Nous n’aurions jamais pu faire ça sans son aide. Je ne sais plus son prénom, mais je ne remercierai jamais assez. D’ailleurs, je lui propose de venir nous accompagner, non pas au Salar, mais après, dans le Sud Lipez. Il me dit qu’il n’y a pas de problème et qu’il prendra 35$ par jour.

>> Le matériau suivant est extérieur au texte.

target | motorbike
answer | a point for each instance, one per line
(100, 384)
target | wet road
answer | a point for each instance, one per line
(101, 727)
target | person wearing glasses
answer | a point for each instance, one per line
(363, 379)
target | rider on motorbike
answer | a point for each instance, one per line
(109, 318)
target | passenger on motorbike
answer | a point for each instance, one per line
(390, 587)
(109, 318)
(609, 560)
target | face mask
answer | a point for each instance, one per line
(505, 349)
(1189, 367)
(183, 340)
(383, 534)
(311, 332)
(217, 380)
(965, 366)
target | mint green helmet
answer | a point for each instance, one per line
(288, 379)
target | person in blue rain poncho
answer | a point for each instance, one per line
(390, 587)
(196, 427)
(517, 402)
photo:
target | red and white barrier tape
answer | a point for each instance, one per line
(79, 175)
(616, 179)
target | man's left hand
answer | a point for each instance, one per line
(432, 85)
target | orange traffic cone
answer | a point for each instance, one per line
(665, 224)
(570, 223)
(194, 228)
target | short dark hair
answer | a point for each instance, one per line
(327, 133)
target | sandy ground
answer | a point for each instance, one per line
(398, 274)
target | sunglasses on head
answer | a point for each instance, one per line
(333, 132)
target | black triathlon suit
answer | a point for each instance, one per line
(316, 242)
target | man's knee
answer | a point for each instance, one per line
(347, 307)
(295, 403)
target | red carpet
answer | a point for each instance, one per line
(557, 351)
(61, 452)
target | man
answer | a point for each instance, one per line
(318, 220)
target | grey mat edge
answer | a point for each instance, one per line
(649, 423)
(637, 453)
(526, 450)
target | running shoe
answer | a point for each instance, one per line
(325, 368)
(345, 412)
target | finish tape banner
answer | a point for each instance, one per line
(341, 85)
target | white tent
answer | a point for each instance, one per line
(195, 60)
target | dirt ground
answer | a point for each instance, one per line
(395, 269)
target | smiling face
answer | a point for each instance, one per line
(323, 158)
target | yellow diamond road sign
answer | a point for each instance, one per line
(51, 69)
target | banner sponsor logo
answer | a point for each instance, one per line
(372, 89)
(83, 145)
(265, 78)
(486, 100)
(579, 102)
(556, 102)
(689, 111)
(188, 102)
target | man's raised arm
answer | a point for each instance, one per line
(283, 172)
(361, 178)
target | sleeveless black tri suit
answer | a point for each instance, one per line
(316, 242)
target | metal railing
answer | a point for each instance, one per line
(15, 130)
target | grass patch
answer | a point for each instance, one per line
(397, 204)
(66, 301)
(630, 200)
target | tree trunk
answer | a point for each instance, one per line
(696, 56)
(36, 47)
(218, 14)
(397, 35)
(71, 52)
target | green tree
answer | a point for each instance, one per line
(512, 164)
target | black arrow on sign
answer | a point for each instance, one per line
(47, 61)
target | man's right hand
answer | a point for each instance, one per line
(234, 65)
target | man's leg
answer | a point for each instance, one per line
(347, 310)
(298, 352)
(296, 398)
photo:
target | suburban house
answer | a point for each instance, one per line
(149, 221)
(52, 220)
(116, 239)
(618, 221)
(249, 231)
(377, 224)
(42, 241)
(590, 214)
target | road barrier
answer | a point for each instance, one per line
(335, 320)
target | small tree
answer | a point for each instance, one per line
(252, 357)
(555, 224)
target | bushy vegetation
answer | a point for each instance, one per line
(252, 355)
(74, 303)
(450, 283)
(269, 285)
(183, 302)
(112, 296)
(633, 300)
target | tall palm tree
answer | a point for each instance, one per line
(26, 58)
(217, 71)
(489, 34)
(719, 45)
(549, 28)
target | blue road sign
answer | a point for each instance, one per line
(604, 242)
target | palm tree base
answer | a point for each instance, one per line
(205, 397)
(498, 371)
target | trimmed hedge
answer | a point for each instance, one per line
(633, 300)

Me sentant très redevable, je ne discute pas le prix qui est largement au dessus de la moyenne ! Nous voilà donc partis pour la traversée sur Salar d’Uyuni ! Sitôt l’Hostal do Sal passé, le paysage devient grandiose… ciel et sel se confondent… c’est magnifique, irréel, j’ai pas arrêté de mitrailler : (les autres sont sur mon site) 😉

Comme nous n’avons qu’une carte à la dimension d’un gros timbre-poste et pas de GPS, je reste malgré tout très concentré sur l’orientation et essaye de photographier dans mon esprit toutes les montagnes qui nous entourent. Nous roulons lentement pour que l’eau ne rentre pas dans le radiateur et nous marquons un arrêt tous les 10 km pour nettoyer le moteur à l’eau douce… Les heures passent et en effet nous voyons une tâche noire grossir à l’horizon : Hourra ! On y est sur cette Isla Del Pescado !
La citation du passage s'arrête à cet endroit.